In 1520, Pope Leo X issued a papal bull in which he threatened to excommunicate Martin Luther if he did not recant his religious beliefs, a threat that was carried out the following January.
In 1836, Arkansas became the 25th state.
In 1849, James Polk, the 11th president of the United States, died in Nashville, Tennessee.
In 1904, more than 1,000 people died when fire erupted aboard the steamboat General Slocum in New York’s East River.
In 1934, President Franklin D. Roosevelt signed an act making the National Guard part of the U.S. Army in the event of war or national emergency.
In 1944, American forces began their successful invasion of Saipan (sy-PAN’) during World War II. B-29 Superfortresses carried out their first raids on Japan.
In 1955, the United States and Britain signed a cooperation agreement concerning atomic information for “mutual defence purposes.”
In 1967, the war film “The Dirty Dozen” was released by MGM.
In 1977, Spain held its first free elections in four decades; the Union of the Democratic Center won the highest number of seats in the Congress of Deputies.
In 1985, the Shiite Muslim hijackers of a TWA Boeing 727 beat and shot one of their hostages, U.S. Navy diver Robert Stethem (STEE’-them), 23, throwing him out of the plane to die on the tarmac at Beirut airport.
In 1992, during a visit to an elementary school in Trenton, New Jersey, Vice President Dan Quayle, relying on a faulty flash card, erroneously instructed sixth-grader William Figueroa to write “potato” as “potatoe” on a blackboard during a spelling quiz.
Ten years ago: During his ethics trial, a tearful Mike Nifong announced he would resign as district attorney of Durham County, North Carolina, after admitting that he’d made improper statements about three Duke University lacrosse players who were once charged with raping a stripper. (The players were later declared innocent by state prosecutors.) Retired “Price Is Right” host Bob Barker won his 19th Daytime Emmy.
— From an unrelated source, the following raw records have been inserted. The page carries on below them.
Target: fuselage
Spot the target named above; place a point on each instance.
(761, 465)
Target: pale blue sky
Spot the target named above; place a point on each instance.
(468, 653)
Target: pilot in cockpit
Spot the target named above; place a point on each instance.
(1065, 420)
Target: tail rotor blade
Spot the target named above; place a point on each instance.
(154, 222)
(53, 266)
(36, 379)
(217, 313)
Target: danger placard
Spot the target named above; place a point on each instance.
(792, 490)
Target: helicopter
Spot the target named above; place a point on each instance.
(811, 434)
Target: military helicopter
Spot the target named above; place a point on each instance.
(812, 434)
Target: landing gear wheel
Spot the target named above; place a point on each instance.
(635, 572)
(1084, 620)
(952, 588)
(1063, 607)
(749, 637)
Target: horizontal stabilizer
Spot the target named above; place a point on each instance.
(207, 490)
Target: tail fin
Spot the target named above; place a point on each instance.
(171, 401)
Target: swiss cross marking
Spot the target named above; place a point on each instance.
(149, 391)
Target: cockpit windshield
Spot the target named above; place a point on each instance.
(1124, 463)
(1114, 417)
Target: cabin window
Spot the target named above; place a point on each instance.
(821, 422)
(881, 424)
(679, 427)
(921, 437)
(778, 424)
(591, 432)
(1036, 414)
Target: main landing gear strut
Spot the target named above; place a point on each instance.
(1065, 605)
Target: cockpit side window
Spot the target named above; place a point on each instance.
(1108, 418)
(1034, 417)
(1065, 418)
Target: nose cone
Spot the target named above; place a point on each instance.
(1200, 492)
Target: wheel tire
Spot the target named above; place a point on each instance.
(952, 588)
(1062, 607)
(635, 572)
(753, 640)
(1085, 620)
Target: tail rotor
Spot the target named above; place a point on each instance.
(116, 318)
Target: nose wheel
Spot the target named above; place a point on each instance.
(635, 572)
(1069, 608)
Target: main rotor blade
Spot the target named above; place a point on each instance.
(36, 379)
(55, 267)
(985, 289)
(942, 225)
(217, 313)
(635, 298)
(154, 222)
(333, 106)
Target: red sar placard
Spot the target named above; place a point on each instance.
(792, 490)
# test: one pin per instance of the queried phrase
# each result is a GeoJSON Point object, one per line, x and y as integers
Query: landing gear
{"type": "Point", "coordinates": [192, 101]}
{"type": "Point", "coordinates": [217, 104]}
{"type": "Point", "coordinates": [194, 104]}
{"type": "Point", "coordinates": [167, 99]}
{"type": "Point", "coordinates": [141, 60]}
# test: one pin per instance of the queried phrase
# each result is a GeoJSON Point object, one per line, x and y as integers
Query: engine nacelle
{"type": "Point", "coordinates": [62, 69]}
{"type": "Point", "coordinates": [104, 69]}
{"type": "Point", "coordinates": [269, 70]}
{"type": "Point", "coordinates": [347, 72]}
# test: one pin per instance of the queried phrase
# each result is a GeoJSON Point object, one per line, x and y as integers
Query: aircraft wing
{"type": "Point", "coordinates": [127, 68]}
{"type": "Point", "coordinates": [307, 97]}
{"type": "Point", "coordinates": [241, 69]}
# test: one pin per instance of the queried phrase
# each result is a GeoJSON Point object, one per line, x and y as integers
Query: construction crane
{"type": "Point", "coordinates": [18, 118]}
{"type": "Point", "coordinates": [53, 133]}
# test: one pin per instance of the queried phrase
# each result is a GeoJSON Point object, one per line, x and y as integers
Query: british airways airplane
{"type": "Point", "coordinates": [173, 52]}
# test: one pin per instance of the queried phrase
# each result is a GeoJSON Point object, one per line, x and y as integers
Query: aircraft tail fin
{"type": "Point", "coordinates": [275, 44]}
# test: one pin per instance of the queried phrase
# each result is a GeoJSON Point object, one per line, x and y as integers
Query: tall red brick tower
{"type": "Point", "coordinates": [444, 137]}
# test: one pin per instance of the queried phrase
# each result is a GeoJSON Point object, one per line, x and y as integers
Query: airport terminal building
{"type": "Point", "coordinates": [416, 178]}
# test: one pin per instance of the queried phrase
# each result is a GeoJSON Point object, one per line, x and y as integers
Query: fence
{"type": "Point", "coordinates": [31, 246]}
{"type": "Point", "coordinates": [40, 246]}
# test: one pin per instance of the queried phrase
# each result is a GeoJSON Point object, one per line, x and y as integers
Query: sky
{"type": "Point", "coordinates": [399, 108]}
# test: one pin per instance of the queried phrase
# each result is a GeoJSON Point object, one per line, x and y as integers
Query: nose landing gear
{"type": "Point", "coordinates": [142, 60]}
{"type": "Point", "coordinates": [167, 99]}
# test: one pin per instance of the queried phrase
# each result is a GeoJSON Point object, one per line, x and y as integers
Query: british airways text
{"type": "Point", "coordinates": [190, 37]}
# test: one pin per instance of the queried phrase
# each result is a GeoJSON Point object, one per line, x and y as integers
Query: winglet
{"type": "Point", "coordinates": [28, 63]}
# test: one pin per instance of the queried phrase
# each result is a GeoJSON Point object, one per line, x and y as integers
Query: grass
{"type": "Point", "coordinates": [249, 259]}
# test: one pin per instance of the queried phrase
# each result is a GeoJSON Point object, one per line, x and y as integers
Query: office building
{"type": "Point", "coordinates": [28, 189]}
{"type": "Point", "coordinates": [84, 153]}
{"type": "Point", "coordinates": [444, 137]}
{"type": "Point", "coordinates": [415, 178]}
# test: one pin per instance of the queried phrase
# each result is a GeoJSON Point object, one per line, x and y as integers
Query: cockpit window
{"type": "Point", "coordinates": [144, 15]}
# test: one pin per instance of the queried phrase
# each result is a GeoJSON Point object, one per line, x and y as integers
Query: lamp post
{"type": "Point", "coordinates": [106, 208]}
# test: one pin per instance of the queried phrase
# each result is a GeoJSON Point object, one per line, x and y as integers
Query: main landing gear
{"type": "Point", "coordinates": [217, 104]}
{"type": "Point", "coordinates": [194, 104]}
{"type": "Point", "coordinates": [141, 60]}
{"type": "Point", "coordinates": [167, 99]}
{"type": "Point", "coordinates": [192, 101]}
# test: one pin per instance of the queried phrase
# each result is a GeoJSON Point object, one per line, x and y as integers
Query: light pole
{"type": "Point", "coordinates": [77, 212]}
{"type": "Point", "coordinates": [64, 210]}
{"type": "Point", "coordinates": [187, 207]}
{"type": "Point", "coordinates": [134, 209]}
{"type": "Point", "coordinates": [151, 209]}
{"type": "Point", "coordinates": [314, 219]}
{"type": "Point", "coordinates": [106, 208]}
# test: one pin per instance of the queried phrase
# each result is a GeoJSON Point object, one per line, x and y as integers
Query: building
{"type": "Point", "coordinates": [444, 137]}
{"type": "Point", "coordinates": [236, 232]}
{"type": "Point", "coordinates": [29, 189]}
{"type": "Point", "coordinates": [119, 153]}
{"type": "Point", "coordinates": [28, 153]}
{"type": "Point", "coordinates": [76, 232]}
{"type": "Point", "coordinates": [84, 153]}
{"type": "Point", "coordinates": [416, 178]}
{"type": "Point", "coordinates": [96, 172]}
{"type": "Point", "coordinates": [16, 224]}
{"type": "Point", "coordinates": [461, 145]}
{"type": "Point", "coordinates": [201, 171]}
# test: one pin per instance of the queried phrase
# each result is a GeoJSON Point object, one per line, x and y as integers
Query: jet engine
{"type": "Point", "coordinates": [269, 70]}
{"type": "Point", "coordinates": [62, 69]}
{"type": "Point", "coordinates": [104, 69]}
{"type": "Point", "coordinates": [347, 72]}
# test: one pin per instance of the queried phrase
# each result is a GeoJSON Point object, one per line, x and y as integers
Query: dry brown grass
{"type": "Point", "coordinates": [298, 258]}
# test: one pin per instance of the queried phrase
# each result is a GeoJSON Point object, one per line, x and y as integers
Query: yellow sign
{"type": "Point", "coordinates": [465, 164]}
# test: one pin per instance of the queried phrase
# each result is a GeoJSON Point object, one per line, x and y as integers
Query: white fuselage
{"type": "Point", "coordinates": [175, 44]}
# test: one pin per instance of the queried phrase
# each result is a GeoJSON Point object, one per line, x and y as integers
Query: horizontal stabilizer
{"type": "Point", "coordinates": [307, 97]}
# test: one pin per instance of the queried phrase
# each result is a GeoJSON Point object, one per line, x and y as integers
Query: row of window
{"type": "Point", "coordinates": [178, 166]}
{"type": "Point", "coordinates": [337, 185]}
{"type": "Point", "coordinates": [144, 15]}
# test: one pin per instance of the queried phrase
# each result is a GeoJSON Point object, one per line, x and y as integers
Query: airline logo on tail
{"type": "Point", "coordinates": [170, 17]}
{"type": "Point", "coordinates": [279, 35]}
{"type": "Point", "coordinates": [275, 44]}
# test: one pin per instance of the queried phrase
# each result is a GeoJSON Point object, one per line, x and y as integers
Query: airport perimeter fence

In Tulsa, Oklahoma, a crane lifted out a water-damaged 1957 Plymouth Belvedere that had been buried in an underground concrete vault half a century earlier to celebrate 50 years of statehood.
Five years ago: President Barack Obama eased enforcement of immigration laws as he announced a new policy, Deferred Action for Childhood Arrivals, or DACA. Republican Mitt Romney launched the next phase of his presidential campaign, kicking off a six-state, small-town bus tour and telling middle-class Americans that President Obama hadn’t given them “a fair shot.” An armored car heist at the University of Alberta in Canada left three armed guards dead; fellow guard Travis Baumgartner later pleaded guilty to murder charges and was sentenced to life in prison with no chance of parole for 40 years. Daredevil Nik Wallenda became the first person to walk a tightrope across Niagara Falls. (The feat was broadcast live by ABC-TV, which required Wallenda to wear a safety tether.)